The House Republicans released a white paper outlining their plan to provide “High Quality Health Care for All” – the GOP’s proposed approach to replace the ACA. While it lays out some interesting strategies that could potentially be attractive to employers, the paper lacks the details necessary to be able to evaluate the impact on employer-sponsored health benefits as we know them today. And we all know the devil is in the details.
Here are some of the highlights:
- Let’s start with the good news for employers – no more employer mandate. The document doesn't go into detail on what exactly goes away. Presumably scratching the employer mandate would mean no more 30-hours requirement, hours tracking, minimum plan standards, affordable contributions, or reporting (pinch me, am I dreaming?). But none of these are specifically called out in the paper.
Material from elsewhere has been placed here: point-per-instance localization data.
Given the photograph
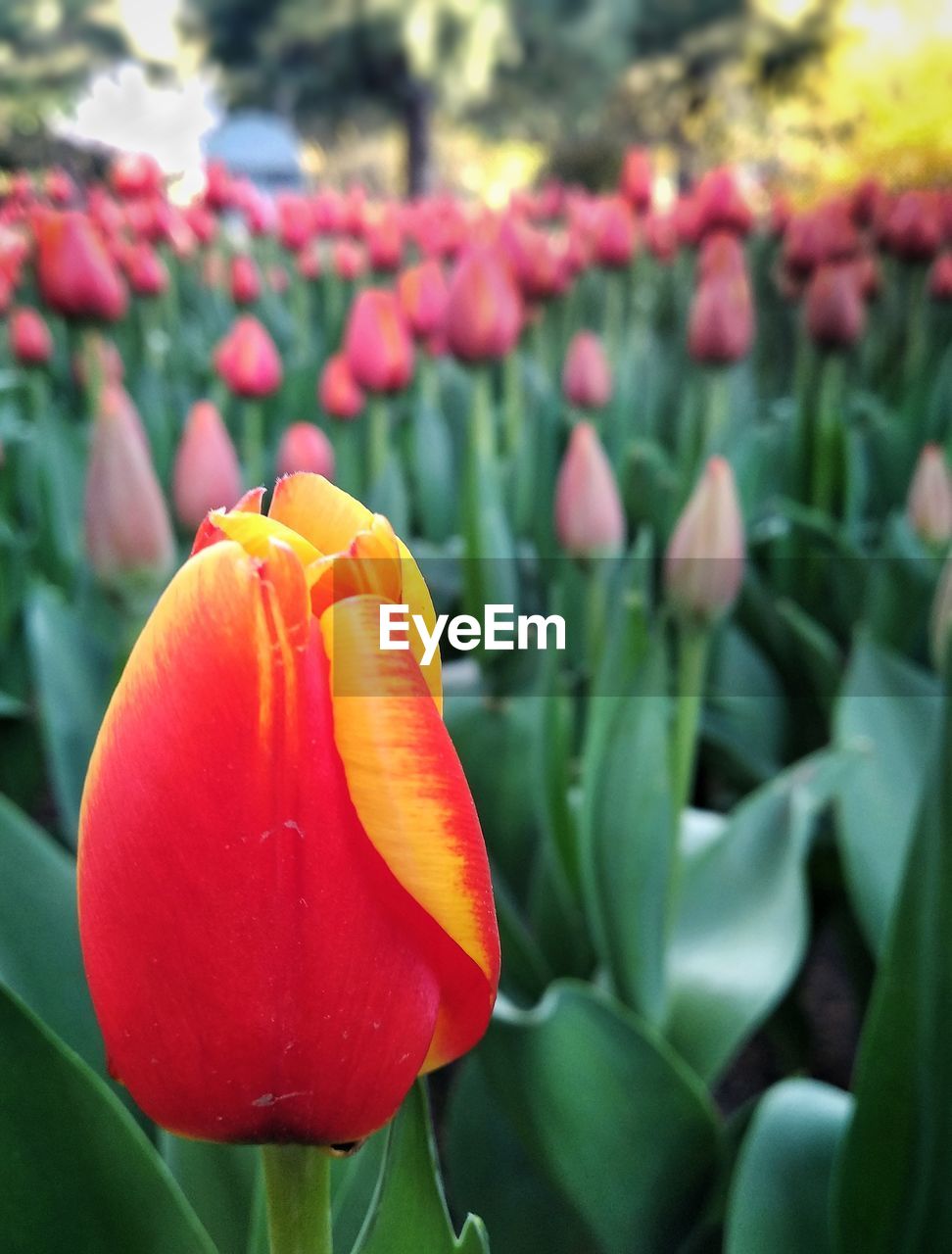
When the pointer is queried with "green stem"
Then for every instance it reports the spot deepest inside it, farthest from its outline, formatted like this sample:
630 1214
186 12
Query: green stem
378 438
254 443
693 645
298 1185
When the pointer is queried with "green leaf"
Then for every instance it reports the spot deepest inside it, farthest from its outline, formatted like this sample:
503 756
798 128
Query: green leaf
893 1195
72 688
219 1182
781 1194
608 1113
626 837
887 713
78 1173
487 1170
39 935
741 917
409 1213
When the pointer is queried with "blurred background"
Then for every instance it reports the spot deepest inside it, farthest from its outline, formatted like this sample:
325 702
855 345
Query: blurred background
482 97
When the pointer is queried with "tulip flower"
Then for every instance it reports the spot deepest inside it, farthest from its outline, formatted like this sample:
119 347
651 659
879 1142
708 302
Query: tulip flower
587 376
305 447
247 361
30 340
483 308
590 518
704 563
421 291
336 390
376 343
285 903
722 321
833 308
75 273
126 524
929 503
206 473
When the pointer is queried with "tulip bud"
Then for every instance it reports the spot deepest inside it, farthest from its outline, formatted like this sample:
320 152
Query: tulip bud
834 310
75 273
635 183
247 361
421 291
929 503
338 392
245 280
30 340
483 308
285 903
722 322
206 474
305 447
146 271
613 240
126 524
587 376
704 563
376 343
590 518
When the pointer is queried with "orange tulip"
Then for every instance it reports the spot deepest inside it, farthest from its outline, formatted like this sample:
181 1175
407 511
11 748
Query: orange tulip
285 903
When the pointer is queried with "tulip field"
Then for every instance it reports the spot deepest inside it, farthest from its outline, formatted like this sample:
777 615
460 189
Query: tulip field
476 729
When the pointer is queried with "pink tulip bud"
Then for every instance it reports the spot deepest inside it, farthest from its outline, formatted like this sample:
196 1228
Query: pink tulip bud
833 306
126 524
305 447
704 564
587 376
929 503
207 474
590 519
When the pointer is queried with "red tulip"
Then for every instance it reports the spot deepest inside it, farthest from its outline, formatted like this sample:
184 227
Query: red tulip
421 291
30 340
590 519
704 563
613 240
126 525
134 174
75 273
245 280
247 361
834 310
305 447
722 320
587 376
206 474
636 179
483 308
376 344
146 271
285 903
336 390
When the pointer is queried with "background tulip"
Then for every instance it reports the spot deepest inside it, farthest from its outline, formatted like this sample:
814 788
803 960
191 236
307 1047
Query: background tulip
285 901
126 524
206 471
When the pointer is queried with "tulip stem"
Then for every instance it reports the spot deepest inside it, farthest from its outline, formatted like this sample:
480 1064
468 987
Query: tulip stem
298 1185
692 643
254 443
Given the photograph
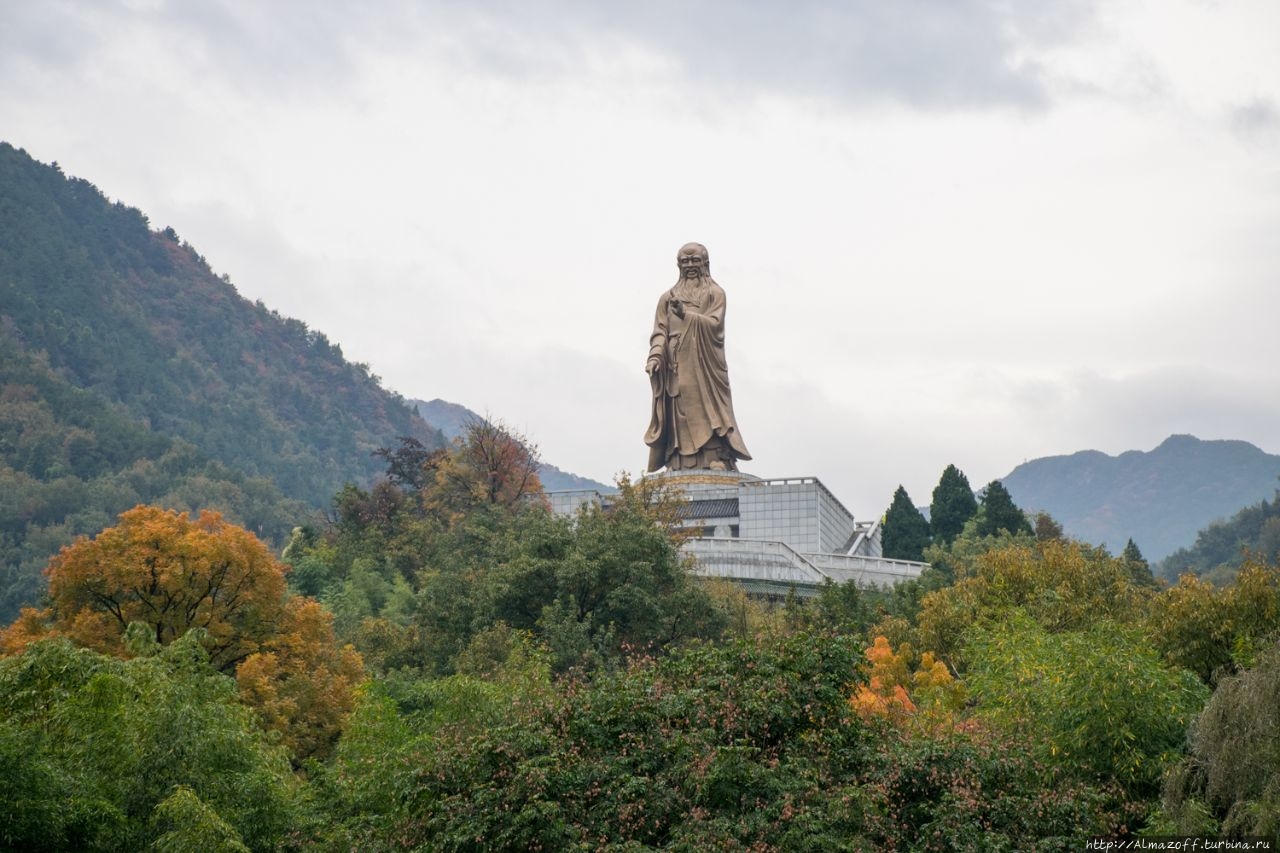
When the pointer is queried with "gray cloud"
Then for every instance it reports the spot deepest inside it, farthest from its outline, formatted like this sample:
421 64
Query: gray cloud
923 53
1256 121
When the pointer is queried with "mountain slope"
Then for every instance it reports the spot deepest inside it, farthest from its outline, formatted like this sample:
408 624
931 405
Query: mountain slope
141 320
452 419
1160 498
131 373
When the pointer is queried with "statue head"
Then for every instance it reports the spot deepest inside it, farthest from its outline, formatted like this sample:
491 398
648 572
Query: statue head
693 260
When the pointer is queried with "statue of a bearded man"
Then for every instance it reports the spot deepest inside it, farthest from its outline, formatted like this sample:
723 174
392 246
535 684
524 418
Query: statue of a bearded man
693 424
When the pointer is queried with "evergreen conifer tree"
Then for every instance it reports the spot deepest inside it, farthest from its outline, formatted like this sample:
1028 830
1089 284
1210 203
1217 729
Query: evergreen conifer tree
905 534
952 505
999 512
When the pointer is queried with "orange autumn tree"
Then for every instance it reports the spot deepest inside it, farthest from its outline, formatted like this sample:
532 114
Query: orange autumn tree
891 685
174 574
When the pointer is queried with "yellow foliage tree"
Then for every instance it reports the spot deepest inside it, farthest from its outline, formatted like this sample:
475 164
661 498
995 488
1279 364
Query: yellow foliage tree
933 694
174 574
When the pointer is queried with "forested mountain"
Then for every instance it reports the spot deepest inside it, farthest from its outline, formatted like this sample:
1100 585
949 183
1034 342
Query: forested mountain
452 419
1223 547
1159 498
131 373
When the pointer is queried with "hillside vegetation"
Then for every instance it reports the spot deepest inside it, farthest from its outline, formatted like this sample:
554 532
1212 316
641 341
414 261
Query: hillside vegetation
131 373
1157 498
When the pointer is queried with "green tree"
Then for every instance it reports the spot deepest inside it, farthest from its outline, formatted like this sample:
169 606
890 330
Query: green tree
951 506
1138 565
1229 783
997 512
1100 702
95 751
905 533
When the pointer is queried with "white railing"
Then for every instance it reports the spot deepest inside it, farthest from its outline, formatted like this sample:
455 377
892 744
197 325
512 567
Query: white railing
762 560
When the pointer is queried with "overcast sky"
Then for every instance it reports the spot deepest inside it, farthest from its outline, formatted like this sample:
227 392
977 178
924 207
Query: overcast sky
949 231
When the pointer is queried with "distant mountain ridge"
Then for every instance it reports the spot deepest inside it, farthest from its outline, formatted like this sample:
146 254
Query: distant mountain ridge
1159 498
451 419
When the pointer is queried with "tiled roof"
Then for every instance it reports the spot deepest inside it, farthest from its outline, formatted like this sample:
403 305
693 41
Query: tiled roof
707 510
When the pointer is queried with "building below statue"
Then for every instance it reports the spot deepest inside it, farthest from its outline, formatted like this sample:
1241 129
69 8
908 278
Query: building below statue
771 536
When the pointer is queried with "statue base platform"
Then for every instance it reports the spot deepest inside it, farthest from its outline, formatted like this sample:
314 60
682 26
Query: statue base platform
769 534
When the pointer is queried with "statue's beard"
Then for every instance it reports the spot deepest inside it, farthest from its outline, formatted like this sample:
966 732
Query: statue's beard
695 282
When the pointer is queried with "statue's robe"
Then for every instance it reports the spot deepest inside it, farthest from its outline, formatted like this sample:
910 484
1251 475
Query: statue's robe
693 423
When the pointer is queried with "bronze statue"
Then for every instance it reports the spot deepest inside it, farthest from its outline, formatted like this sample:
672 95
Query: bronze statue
693 424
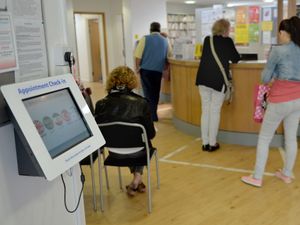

- No surprise, the most popular features of the ACA will remain. Dependents will continue to be eligible for coverage until age 26. Lifetime maximums and pre-existing condition exclusions will still be banned.
- The Excise Tax is replaced with a new cap on the employee tax exclusion for employer-sponsored health care coverage. Currently employees are not taxed on the value of the health care benefits provided by their employer. The GOP plan will cap the exclusion “at a level that would ensure job-based coverage continued unchanged”. The authors think employers will keep benefits under the cap and convert the reduced benefits to additional cash compensation. While this theory is continually touted by economists and academics, in numerous Mercer surveys, employers have told us they will not increase wages to “make up” for cuts in benefits.
- Which leads us to Health Savings Accounts. The proposal expands catch-up contributions for spouses and increases maximum contribution limits, among other changes to encourage broader use of these savings vehicles. In addition, HSA contributions won’t count when calculating the cap on the employee exclusion.
- In a show of support for private exchanges, employers would be allowed to fund health reimbursement accounts to be used by employees to buy coverage on a private exchange.
- Other notable features include changes to support insurance competition, medical liability reform, individual tax credits for those not eligible for an employer-sponsored plan, and additional reforms to Medicaid and Medicare.
Employers will no doubt push back on the cap on the tax exclusion. It’s important to note that this is only the beginning – it’s a white paper; not proposed legislation. Step one in what could be a long journey, or – depending upon the election results – no journey at all.